いつものようにケーキを作っていると、井ノ原が降りてきた。
普段よりも少し早い時間だ。
きっと、俺の反応を気にして降りてきたんだろう。
厨房の方を向いて頬杖をついているから、よう、と声をかけてやる。





「あ、お、おはよう!」
「何どもってんだ、お前」
「ううん、何でもないよー」





本人は何でもない顔をしているんだろうけど、気にしてるのがバレバレで。
その様子に、俺は思わず吹き出してしまった。
途端、ぷぅっと膨れてしまう井ノ原の頬。





「何笑ってんだよー!」
「んー?いやいや」
「いやいやじゃねぇだろー!俺の顔見て笑うとかアンタ失礼だろーが!」
「あ、スポンジ焼けた」
「聞けよ人の話!」




子供みたいに口を尖らす井ノ原を置いて、オーブンからスポンジを取り出す。
三分割に切り、間にオレンジとグレープフルーツの果肉を乗せ、クリームを塗って挟み。
周りをクリームで覆って、上にフルーツをあしらった。
これが最後のケーキだな。
冷蔵庫にそれを入れて、作業終了。
後片付けを済ませて、手を洗って厨房を出た。
二階に上がる前に、くるんと井ノ原の方に振り向く。





「井ノ原」
「何よ」
「ケーキ、さんきゅーな。
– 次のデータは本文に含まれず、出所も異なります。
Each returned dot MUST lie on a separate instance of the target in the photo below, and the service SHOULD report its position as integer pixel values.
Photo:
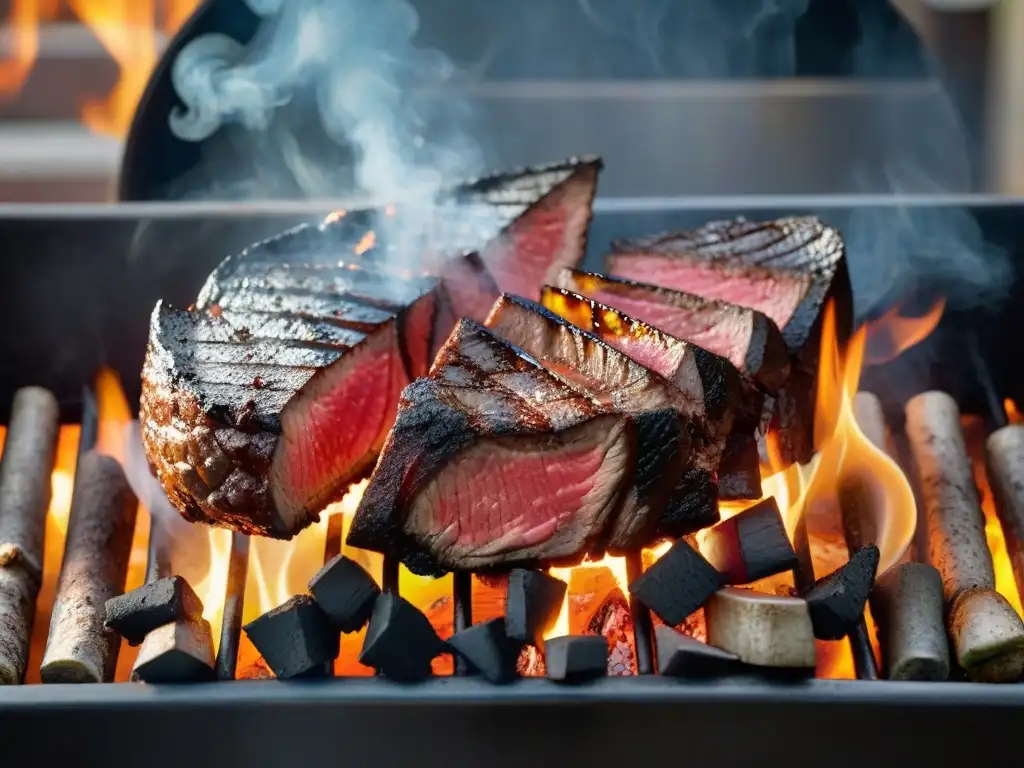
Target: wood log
(79, 648)
(986, 636)
(29, 455)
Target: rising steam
(353, 64)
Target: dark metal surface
(464, 722)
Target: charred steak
(738, 471)
(615, 379)
(493, 462)
(788, 269)
(745, 337)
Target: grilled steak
(494, 461)
(622, 383)
(787, 269)
(270, 398)
(738, 470)
(745, 337)
(548, 210)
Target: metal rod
(462, 601)
(235, 594)
(643, 633)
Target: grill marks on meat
(732, 403)
(624, 384)
(494, 461)
(549, 210)
(788, 269)
(745, 337)
(269, 399)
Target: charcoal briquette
(488, 650)
(531, 604)
(400, 643)
(572, 658)
(680, 655)
(136, 613)
(837, 601)
(345, 592)
(677, 585)
(295, 638)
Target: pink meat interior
(717, 332)
(776, 294)
(334, 427)
(546, 239)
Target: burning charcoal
(531, 604)
(613, 622)
(677, 585)
(135, 613)
(763, 630)
(296, 638)
(29, 454)
(1005, 460)
(750, 546)
(79, 648)
(177, 652)
(345, 592)
(953, 521)
(837, 602)
(572, 658)
(488, 650)
(399, 642)
(679, 655)
(906, 602)
(988, 636)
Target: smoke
(345, 69)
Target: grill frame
(166, 250)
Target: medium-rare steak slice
(493, 462)
(745, 337)
(544, 213)
(256, 414)
(790, 269)
(738, 471)
(628, 386)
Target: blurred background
(72, 73)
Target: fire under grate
(609, 712)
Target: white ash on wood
(29, 455)
(907, 605)
(1005, 463)
(763, 630)
(985, 637)
(79, 648)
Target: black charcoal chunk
(399, 642)
(677, 585)
(345, 592)
(488, 650)
(176, 652)
(531, 604)
(837, 601)
(295, 638)
(679, 655)
(136, 613)
(573, 658)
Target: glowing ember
(132, 33)
(893, 334)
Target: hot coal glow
(597, 598)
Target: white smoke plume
(353, 66)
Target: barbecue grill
(83, 283)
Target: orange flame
(892, 334)
(132, 33)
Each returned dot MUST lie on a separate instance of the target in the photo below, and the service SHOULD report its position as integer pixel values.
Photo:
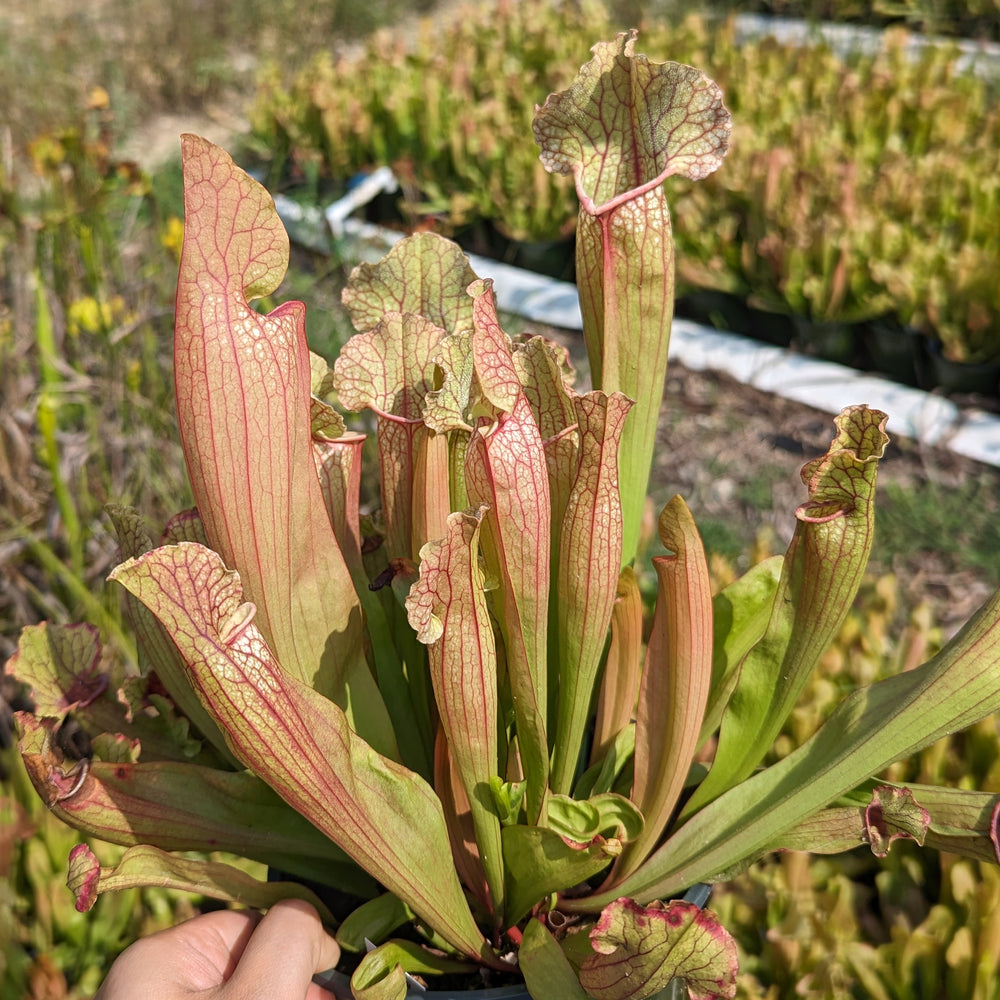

美味かったよ」





俺の言葉に、井ノ原の目が限界まで見開いた。
その表情を見て、俺はそのまま何事も無かったように二階に上がる。
思わず緩んでしまう顔。
アイツのびっくりした顔って面白れーし、可愛いな。













「・・・おめでとう、か」






あれだけ悩んでも答えの出なかった問いに、こんなにも容易く答えが導けた。
きっと。
俺は井ノ原に祝ってもらうために、今まで生きてきたんだと。
そんなことを思う俺の下で、井ノ原の文句が聞こえる。
地団駄を踏んでいるのか、ばたばたと五月蝿い。






「んだよ!食ったんなら食ったって言えよ!このっ、何にも言わねーからビビッたじゃねーかよー!」
「五月蝿いよーよっちゃん」
「あ、おはよう長野くんっ!」





やってきた長野に忙しなく現状を解説する声。
遠くに聞こえるそれを子守唄のように感じながら、俺はゆったりと意識を手放すのだった。






END
まーくんハッピーバースデー!!(滑り込み)
うだうだしてたら突然ネタが降って来たので、突発ではありますがSSをば。
イノカフェ設定で、パティシエさんの過去をちらほら。
まだイノさんの過去に踏み入ってませんが、ちょっとまーくんと関係があったりなかったり。
一応お祝いフリー小説ですので、気に入ってくださった方がいらっしゃいましたらどぞです。